To fully balance the natural gas and NGL markets, we probably need to lay down a few more rigs or possibly start building drilled but uncompleted wells (DUCs). This will stabilize natural gas production in the 101-103 Bcf/d range. Already, we’re seeing the front of the natural gas pricing curve respond. Sub-$3/MMbtu is not sustainable (we’ll tackle the reasons why in a future article).
As these LNG facilities come online in the next 5 years beginning in 2025, these 100 rigs represent about 5 Bcf/d of additional capacity and certainly, they can return. The Permian can add another 3 Bcf/d by end of 2024 with the addition of Matterhorn (2.0 Bcf/d to start, expandable to 2.5 Bcf/d) and the compression expansions of PHP (0.55 Bcf/d) and Whistler (0.5 Bcf/d). In the next 12-24 month timeline, other projects could be announced including a compression expansion of Gulf Coast Express (0.6 Bcf/d), ET’s Warrior Pipeline (1.5 Bcf/d greenfield pipeline) and Targa Resources’ Apex (another greenfield project) which could add 2.0 Bcf/d to start.
Planned pipeline additions out of the Haynesville will add 4.4 Bcf/d of capacity.
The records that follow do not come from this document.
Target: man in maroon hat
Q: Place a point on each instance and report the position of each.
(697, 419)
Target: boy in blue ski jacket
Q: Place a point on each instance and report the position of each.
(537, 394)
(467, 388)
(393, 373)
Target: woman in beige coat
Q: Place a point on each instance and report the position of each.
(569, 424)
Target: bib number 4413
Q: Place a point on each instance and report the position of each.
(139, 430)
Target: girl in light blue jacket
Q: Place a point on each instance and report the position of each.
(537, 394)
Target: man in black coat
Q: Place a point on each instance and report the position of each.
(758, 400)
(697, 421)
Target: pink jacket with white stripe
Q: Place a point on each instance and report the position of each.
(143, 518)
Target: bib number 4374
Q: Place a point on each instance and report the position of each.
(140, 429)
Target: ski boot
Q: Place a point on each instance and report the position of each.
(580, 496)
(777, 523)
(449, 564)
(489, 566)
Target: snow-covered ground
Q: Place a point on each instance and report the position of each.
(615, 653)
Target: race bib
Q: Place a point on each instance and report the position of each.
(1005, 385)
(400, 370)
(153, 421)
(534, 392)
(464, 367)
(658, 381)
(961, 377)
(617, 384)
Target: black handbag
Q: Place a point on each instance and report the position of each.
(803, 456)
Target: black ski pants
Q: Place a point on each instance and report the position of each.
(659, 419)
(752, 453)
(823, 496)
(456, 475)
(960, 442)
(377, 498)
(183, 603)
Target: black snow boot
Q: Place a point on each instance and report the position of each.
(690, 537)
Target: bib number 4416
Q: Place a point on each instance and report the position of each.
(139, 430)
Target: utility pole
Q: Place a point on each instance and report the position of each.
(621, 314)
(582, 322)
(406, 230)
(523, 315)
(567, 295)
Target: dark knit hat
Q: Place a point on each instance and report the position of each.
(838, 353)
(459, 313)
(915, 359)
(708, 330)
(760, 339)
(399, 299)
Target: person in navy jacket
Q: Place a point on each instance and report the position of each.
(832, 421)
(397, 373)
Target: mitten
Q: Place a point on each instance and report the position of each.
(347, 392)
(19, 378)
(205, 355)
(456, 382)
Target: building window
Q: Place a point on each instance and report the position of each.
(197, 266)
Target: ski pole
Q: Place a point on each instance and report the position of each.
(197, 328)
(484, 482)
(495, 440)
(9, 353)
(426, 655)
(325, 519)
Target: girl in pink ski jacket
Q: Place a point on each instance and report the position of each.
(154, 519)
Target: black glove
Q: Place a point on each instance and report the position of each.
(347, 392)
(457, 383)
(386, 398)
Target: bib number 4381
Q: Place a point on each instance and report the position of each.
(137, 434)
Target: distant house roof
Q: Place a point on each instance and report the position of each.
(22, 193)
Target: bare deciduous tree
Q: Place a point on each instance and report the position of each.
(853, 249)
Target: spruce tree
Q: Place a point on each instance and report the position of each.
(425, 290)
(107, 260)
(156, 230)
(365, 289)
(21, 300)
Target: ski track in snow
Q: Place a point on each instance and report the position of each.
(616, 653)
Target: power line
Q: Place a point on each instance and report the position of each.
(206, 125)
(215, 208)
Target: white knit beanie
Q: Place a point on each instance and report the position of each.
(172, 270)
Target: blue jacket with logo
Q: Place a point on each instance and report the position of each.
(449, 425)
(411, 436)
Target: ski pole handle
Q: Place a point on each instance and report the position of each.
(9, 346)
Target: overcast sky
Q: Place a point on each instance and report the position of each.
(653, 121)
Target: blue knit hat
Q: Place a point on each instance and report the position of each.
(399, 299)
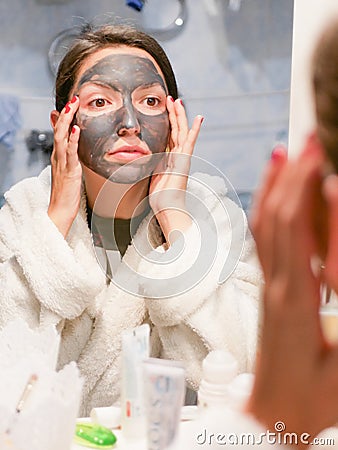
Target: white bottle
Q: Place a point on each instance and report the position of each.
(219, 369)
(239, 390)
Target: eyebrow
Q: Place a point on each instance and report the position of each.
(98, 83)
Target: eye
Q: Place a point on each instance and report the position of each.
(151, 101)
(99, 102)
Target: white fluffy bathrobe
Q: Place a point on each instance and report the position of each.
(48, 279)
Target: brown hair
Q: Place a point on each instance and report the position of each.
(91, 40)
(325, 87)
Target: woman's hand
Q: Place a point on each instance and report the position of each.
(168, 186)
(66, 170)
(297, 369)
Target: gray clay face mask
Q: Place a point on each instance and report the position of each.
(118, 94)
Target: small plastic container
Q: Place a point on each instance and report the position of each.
(219, 369)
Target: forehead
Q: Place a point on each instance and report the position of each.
(120, 59)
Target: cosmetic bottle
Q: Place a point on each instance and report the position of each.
(219, 369)
(239, 390)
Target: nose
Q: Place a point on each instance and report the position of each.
(129, 123)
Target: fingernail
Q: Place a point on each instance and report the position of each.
(278, 153)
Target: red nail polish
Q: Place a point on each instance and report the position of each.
(278, 153)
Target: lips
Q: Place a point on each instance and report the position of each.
(127, 153)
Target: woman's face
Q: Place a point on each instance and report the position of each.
(122, 114)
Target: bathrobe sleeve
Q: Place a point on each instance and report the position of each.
(203, 293)
(43, 277)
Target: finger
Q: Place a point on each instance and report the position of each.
(330, 192)
(61, 132)
(72, 153)
(273, 168)
(193, 133)
(173, 121)
(262, 216)
(182, 121)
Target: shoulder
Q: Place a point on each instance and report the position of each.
(30, 190)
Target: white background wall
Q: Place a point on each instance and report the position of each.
(232, 66)
(310, 17)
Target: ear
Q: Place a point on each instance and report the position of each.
(54, 117)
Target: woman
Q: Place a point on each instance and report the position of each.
(297, 240)
(118, 126)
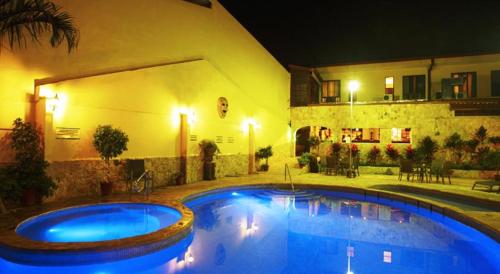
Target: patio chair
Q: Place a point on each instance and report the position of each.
(408, 167)
(355, 165)
(441, 169)
(489, 184)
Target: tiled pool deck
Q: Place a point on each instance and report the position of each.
(483, 208)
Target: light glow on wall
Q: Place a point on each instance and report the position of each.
(353, 85)
(247, 122)
(55, 103)
(177, 111)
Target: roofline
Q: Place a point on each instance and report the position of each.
(397, 60)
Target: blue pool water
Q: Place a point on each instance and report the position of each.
(98, 222)
(272, 231)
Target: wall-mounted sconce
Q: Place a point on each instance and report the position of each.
(247, 122)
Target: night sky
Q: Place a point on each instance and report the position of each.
(316, 33)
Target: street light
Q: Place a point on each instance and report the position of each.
(353, 87)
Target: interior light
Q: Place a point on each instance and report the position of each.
(353, 85)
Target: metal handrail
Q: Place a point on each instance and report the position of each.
(146, 175)
(287, 169)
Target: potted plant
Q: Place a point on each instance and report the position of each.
(410, 153)
(28, 172)
(209, 149)
(373, 155)
(314, 142)
(304, 159)
(110, 143)
(392, 153)
(264, 153)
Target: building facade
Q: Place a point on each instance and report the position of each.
(141, 66)
(398, 102)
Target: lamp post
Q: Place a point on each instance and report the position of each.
(353, 87)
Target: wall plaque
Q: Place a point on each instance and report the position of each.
(67, 133)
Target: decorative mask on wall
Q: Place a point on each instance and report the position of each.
(222, 107)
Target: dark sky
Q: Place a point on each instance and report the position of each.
(315, 33)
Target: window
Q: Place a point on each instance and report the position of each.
(401, 135)
(330, 91)
(204, 3)
(389, 85)
(414, 87)
(362, 135)
(468, 87)
(495, 83)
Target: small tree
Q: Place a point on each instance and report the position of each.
(29, 169)
(456, 145)
(110, 143)
(354, 150)
(481, 134)
(264, 153)
(373, 155)
(392, 153)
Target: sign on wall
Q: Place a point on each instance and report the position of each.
(67, 133)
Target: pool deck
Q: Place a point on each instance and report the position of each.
(482, 209)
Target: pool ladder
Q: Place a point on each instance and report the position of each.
(287, 171)
(147, 186)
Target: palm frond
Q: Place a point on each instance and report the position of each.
(22, 19)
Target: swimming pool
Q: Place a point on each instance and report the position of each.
(100, 222)
(311, 231)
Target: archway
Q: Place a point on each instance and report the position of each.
(303, 135)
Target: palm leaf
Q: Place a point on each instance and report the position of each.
(21, 20)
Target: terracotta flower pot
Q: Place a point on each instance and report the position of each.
(106, 188)
(29, 197)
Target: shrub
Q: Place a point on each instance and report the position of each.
(209, 149)
(426, 149)
(336, 150)
(373, 155)
(264, 153)
(491, 160)
(110, 143)
(456, 145)
(410, 153)
(392, 152)
(481, 134)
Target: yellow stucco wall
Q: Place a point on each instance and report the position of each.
(146, 104)
(122, 34)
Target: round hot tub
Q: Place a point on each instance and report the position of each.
(97, 233)
(101, 222)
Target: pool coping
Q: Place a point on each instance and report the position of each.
(172, 234)
(13, 246)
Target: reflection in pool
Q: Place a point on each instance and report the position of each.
(271, 231)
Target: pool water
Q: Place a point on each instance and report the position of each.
(98, 222)
(313, 231)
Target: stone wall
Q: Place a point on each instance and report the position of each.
(433, 119)
(82, 177)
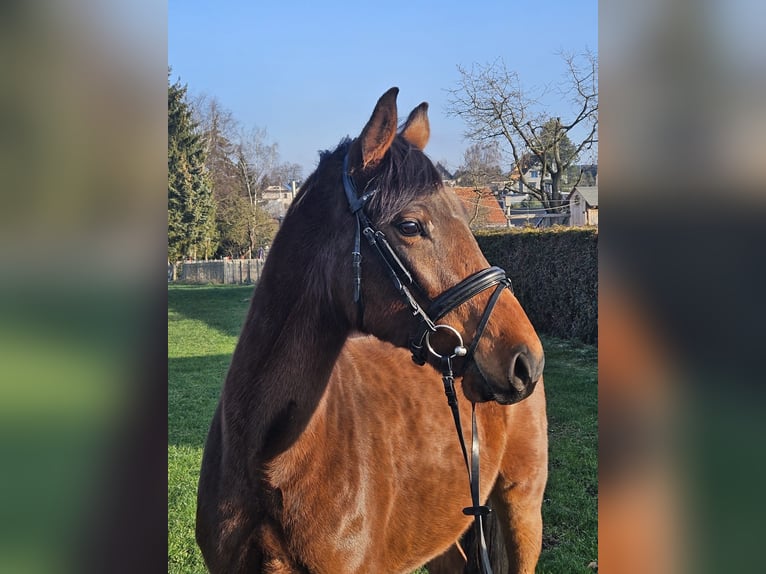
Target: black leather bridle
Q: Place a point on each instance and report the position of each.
(420, 344)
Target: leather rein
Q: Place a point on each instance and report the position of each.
(420, 344)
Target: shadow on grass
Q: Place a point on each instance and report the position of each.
(221, 307)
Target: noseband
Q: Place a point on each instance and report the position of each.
(420, 343)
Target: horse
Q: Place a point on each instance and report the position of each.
(331, 448)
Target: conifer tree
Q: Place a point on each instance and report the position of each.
(191, 208)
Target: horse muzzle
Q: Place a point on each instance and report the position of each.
(524, 371)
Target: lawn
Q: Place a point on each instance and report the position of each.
(203, 325)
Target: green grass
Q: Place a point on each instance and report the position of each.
(203, 326)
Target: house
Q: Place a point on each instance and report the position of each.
(583, 206)
(482, 207)
(277, 199)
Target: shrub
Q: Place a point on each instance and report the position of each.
(555, 276)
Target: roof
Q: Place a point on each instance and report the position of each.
(489, 213)
(589, 194)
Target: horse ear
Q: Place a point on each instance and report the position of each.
(417, 129)
(379, 133)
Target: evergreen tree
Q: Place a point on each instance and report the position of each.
(191, 208)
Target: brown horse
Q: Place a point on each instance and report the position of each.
(338, 455)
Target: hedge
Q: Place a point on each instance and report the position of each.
(555, 276)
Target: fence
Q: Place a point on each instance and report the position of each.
(220, 271)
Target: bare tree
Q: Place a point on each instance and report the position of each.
(496, 107)
(257, 159)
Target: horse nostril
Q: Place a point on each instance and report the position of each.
(525, 370)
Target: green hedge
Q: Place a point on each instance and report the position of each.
(555, 276)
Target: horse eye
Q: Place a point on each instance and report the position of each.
(409, 228)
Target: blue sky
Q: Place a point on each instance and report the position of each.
(310, 71)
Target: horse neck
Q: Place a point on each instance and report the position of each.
(292, 336)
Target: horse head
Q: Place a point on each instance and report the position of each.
(420, 279)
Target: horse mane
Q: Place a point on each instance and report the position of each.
(405, 173)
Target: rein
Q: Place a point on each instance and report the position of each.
(420, 344)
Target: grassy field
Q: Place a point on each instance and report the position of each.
(203, 325)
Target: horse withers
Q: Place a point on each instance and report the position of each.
(330, 450)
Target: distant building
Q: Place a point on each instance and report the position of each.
(276, 199)
(583, 206)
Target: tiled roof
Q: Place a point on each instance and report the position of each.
(489, 214)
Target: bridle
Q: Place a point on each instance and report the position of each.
(420, 343)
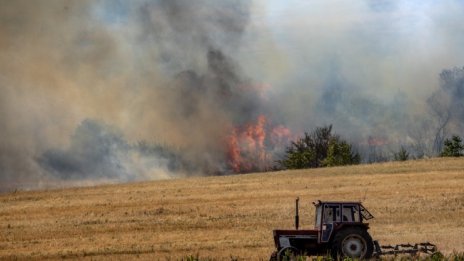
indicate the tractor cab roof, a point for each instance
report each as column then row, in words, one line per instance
column 364, row 212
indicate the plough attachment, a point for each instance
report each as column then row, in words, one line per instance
column 427, row 248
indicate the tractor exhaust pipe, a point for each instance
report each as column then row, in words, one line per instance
column 297, row 217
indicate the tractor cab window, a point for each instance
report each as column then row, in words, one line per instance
column 331, row 213
column 350, row 213
column 318, row 216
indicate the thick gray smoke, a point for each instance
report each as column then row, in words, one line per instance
column 110, row 91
The Haynesville (unlike most regions) has spent 3.5 years building up a sizable DUC (drilled but uncompleted) well inventory that could help grow the dry gas production in the Haynesville from 14.5 Bcf/d to 20 Bcf/d. So the obvious answer of where the gas will come from is the Permian (#1), the Hayneville (#2) and then the Tier 2 gas basins like the greater Anadarko region and the gassier portions of the Eagle Ford will also have a role to play (#3). (There are valid questions surrounding the long-term sustainability of the Hayneville region, so we’ll tackle that nuance in a couple of future articles).
Conclusion
The implications for EnLink (and other midstream companies) of this massive LNG buildout are profound. EnLink can participate directly by booking long-term firm capacity on their underutilized Louisiana natural gas pipelines, potentially generating $75MM+ per year in firm transportation fees. They can participate through firm transportation fees on Matterhorn and Blackfin which in this environment will have a high utilization rate. Their Louisiana assets will benefit from the increased activity and higher natural gas volumes will drive interruptible transportation and storage fees.
EnLink also has 15.5 Bcf of natural gas storage in Louisiana. If LNG exports increase to 30 Bcf/d, there will be a call for increased storage capacity. EnLink could expand some of these facilities to manage more gas. If these LNG export facilities come too fast, then demand will outstrip supply and you can bet we’ll get more spikes in the price of natural gas. Although they don’t have a lot of exposure to natural gas prices, it is enough to boost yearly income significantly. Finally, their G&P assets would benefit from the call on natural gas: the Permian will continue to grow, but also their assets in Oklahoma and even the Barnett will see some growth. EnLink’s future looks bright. I recommend buying EnLink in the $9-10/unit price range. In the money puts are also reasonable although the premiums have come down in recent weeks.